Shanghai Gewaltigster Wirbelsturm seit zehn Jahren


Shanghai rüstet sich für die Ankunft von Wirbelsturm "Wipha". Derzeit werden 200.000 Menschen vor dem Taifun in Sicherheit gebracht und Spiele der Fußball-WM der Frauen abgesagt. Das Unwetter forderte schon sein erstes Todesopfer.

Mit Massenevakuierungen hat sich die chinesische Wirtschaftsmetropole Shanghai am Dienstag auf die Ankunft des stärksten Wirbelsturms seit zehn Jahren vorbereitet.

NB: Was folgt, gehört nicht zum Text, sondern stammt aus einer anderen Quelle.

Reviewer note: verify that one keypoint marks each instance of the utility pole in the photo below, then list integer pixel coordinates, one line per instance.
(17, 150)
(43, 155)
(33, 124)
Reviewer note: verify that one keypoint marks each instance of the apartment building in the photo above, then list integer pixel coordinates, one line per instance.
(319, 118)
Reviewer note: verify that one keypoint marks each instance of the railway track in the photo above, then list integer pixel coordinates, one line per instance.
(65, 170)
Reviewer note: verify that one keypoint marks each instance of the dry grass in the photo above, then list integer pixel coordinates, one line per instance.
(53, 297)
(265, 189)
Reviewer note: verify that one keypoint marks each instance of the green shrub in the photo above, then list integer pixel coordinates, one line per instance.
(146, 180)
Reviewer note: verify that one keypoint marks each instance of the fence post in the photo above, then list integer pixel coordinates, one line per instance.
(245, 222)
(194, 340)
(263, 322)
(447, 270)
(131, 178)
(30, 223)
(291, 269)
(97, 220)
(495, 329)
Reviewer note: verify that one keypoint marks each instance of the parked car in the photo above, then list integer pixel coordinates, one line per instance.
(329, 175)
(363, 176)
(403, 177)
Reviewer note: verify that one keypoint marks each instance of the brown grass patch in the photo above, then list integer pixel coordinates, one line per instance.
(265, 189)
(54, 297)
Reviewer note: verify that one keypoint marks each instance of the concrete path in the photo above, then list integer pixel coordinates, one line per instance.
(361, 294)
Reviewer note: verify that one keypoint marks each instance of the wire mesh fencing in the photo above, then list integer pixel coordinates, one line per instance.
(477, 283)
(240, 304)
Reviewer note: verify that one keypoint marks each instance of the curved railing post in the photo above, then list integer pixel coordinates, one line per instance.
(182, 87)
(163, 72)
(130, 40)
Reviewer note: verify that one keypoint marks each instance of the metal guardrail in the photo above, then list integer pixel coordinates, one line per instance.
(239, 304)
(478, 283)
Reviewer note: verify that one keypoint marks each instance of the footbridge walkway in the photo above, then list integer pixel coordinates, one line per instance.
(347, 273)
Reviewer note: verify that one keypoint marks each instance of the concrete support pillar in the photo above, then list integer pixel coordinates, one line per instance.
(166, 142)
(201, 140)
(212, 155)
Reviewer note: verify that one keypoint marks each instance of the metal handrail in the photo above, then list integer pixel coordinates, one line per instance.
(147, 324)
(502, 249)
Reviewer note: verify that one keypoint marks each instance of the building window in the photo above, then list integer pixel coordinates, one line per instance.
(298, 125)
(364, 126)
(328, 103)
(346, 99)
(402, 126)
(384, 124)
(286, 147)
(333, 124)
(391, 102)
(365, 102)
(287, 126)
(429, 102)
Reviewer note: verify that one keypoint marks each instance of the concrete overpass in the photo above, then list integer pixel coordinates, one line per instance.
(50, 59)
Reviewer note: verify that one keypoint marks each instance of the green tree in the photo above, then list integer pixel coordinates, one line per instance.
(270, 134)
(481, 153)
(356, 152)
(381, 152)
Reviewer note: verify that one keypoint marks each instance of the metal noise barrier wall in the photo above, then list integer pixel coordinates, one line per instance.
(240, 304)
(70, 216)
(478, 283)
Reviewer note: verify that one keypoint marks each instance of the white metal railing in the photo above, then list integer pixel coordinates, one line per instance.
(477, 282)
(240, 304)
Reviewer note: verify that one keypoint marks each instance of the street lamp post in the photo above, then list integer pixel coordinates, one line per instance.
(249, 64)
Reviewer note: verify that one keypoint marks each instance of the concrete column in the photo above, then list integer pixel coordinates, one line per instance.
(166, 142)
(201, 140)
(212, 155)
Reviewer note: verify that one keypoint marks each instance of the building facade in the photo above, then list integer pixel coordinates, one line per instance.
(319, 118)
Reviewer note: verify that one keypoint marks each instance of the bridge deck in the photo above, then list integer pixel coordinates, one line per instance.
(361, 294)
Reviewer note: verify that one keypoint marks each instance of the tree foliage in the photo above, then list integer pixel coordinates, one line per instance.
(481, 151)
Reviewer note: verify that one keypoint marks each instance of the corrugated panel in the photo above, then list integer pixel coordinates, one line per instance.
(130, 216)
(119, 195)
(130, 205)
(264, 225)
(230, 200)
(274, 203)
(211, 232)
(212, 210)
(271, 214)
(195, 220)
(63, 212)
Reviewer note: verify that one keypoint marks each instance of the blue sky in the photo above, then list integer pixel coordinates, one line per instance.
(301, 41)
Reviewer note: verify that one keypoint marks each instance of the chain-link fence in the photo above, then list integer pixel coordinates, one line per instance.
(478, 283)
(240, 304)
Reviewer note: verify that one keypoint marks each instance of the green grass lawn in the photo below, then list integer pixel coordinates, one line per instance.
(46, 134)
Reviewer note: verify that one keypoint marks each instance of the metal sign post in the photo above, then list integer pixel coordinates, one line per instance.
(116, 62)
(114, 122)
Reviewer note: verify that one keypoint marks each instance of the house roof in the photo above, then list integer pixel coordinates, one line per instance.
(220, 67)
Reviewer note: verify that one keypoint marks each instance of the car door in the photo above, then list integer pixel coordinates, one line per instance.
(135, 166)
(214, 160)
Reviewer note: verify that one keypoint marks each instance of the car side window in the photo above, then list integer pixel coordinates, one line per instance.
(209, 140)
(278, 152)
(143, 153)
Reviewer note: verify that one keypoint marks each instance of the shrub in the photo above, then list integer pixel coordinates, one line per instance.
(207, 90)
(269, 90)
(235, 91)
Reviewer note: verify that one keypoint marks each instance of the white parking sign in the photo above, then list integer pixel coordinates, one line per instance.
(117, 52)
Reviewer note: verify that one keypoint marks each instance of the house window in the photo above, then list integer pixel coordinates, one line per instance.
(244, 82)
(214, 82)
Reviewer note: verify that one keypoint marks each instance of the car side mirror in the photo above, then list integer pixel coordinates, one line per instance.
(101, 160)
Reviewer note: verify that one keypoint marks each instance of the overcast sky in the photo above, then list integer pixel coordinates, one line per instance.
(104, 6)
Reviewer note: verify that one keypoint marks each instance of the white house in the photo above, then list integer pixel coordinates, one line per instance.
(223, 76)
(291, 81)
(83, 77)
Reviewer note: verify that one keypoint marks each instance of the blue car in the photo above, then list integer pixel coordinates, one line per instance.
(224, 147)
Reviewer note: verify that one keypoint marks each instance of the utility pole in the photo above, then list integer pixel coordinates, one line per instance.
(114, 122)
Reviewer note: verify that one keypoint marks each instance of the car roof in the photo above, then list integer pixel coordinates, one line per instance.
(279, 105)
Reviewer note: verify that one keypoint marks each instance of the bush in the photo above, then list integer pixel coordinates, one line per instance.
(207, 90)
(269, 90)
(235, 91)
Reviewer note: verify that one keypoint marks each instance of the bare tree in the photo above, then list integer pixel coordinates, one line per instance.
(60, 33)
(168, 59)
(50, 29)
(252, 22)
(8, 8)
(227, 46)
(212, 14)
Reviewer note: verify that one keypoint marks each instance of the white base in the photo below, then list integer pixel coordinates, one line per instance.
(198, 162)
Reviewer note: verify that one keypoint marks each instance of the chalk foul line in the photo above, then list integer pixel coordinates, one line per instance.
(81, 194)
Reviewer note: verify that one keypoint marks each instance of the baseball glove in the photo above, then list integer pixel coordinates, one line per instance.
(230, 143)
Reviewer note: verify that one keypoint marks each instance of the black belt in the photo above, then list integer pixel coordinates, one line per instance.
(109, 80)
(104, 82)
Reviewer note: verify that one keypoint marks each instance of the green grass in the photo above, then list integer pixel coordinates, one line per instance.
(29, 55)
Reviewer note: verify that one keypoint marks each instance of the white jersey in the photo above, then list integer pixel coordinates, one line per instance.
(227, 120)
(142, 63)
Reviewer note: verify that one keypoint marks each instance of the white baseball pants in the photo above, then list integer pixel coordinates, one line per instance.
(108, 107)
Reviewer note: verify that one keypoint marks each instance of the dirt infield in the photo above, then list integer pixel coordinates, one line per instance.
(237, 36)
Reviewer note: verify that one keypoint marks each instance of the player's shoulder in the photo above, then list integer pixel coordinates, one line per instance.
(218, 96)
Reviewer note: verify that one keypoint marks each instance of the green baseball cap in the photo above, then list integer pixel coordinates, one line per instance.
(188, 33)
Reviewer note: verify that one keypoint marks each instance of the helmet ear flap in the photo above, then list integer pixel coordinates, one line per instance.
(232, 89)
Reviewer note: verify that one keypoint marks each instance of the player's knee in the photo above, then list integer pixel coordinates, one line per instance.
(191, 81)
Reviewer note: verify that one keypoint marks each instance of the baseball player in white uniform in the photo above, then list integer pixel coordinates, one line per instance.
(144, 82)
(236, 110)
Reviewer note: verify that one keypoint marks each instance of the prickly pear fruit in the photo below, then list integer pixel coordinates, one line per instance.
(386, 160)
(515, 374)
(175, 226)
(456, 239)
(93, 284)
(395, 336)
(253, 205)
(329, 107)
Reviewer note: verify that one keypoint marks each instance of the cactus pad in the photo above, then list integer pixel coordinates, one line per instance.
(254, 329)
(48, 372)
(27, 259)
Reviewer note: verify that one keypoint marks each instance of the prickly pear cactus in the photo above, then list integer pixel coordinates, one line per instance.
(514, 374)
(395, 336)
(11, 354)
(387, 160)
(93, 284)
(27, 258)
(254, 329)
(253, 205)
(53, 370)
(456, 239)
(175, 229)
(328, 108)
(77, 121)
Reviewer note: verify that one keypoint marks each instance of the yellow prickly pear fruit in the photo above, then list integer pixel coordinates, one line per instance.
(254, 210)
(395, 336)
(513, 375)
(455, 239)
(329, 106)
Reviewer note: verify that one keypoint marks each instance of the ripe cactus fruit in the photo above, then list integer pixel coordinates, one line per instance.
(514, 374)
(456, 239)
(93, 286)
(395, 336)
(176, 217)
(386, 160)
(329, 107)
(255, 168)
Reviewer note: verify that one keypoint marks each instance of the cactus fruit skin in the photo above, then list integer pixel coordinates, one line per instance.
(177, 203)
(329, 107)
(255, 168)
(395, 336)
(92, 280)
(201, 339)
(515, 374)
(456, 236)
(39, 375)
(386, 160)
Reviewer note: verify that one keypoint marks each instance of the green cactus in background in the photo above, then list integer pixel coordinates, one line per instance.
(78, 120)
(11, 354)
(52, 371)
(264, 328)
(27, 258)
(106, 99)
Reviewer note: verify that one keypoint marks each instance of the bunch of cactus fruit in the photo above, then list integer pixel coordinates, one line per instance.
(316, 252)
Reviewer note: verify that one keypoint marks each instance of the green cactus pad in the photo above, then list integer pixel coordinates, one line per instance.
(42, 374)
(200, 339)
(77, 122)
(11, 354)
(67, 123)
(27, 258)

Rund 200.000 Menschen wurden vor dem Taifun "Wipha" in Sicherheit gebracht. Die Behörden ordneten die Schließung der Schulen in der mehr als 20 Millionen Einwohner zählenden Stadt an.

"Wipha" gilt mit Windgeschwindigkeiten bis zu 290 Kilometern pro Stunde als der Wirbelsturm mit dem größten Zerstörungspotenzial seit einem Jahrzehnt im Raum Shanghai. Am Vormittag (Ortszeit) befand sich der Taifun rund 220 Kilometer östlich der taiwanischen Hauptstadt Taipeh. Südlich von Shanghai wurde er nach Angaben von Meteorologen am frühen Mittwochmorgen erwartet. Auch die derzeit in China stattfindende Fußballweltmeisterschaft der Frauen ist von dem heranziehenden Unwetter betroffen.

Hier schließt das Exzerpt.